Why does kubectl top pods show 'error: metrics not available yet' even though Metrics Server pods are Running?

Metrics Server pods being in Running state only means the container started — it does not mean it is successfully scraping kubelets. The actual failure is an x509 TLS handshake error when Metrics Server tries to connect to each kubelet's port 10250. Check Metrics Server logs with `kubectl logs -n kube-system deploy/metrics-server` for 'certificate signed by unknown authority' errors. The fix is either adding --kubelet-insecure-tls (non-prod) or mounting the cluster CA and using --kubelet-certificate-authority (production).

Is --kubelet-insecure-tls safe to use in a production Kubernetes cluster?

No. --kubelet-insecure-tls disables all TLS certificate verification between Metrics Server and every kubelet in the cluster. On a compromised internal network, this enables metrics poisoning — an attacker could serve fabricated CPU/memory metrics causing HPAs to make incorrect scaling decisions. It also violates CIS Kubernetes Benchmark control 4.2.10 and will fail SOC2/PCI-DSS audits.
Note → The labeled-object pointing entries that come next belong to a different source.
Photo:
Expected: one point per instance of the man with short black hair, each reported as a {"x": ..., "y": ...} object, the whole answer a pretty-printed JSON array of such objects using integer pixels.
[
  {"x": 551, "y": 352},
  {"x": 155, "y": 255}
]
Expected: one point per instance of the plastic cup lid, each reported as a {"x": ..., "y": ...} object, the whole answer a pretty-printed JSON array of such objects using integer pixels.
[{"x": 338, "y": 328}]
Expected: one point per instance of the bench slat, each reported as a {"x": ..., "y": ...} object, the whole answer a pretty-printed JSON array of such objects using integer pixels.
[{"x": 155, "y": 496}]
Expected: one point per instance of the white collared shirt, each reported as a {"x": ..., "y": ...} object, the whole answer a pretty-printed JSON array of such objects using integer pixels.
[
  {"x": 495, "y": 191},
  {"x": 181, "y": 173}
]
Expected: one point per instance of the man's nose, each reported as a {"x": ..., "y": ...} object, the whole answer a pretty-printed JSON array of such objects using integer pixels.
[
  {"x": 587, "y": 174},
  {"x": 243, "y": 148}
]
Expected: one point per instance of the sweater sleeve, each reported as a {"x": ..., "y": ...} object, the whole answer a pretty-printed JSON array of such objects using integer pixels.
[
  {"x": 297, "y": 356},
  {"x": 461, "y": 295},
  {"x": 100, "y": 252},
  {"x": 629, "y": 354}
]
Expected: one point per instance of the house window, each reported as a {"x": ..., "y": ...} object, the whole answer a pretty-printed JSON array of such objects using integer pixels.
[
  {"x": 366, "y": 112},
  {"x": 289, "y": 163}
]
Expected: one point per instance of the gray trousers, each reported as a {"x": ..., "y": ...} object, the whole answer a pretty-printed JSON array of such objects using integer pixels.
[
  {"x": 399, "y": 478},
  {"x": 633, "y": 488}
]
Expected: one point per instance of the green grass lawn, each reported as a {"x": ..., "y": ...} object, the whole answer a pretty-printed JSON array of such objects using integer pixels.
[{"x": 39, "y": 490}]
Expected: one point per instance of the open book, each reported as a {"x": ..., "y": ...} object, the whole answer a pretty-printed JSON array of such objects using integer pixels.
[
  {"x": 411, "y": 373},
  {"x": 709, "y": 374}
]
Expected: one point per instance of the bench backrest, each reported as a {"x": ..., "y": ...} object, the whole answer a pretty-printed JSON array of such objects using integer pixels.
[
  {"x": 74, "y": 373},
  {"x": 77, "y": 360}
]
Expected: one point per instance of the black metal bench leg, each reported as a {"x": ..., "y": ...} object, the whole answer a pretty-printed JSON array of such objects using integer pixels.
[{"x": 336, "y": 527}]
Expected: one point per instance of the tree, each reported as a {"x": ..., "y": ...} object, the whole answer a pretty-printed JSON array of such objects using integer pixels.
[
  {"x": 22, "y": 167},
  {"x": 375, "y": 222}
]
Use it only in local dev clusters (kind, minikube) and enforce its absence in production via OPA/Conftest policies in CI.

How do I get Metrics Server working on a kubeadm cluster without disabling TLS verification?

Enable kubelet server certificate rotation in kubelet-config.yaml by setting `serverTLSBootstrap: true`. After restarting kubelets, approve the pending CSRs with `kubectl get csr | grep Pending | awk '{print $1}' | xargs kubectl certificate approve`. Then mount /etc/kubernetes/pki/ca.crt into the Metrics Server pod and pass `--kubelet-certificate-authority=/etc/kubernetes/pki/ca.crt` as a container arg. This establishes a proper trust chain without bypassing TLS.

How to Fix kubectl top pods Showing Empty Metrics: Metrics Server kubelet-insecure-tls Configuration

Threat/Impact Level: MEDIUM | Exploitability/Downtime Risk: LOW (operational blind spot, not direct RCE) | Time to Fix: 5 mins

TL;DR

What broke: Metrics Server pods are running but kubectl top pods/nodes returns error: metrics not available yet or hangs empty — because Metrics Server cannot scrape kubelet /metrics/resource endpoints over TLS without valid cert verification.
How to fix it: Add --kubelet-insecure-tls (dev/non-prod) or mount proper CA certs and use --kubelet-certificate-authority (production) to the Metrics Server Deployment args.
Shortcut: Use our Client-Side Sandbox below to auto-refactor this — paste your Metrics Server manifest and get the corrected spec without sending your cluster config to any external server.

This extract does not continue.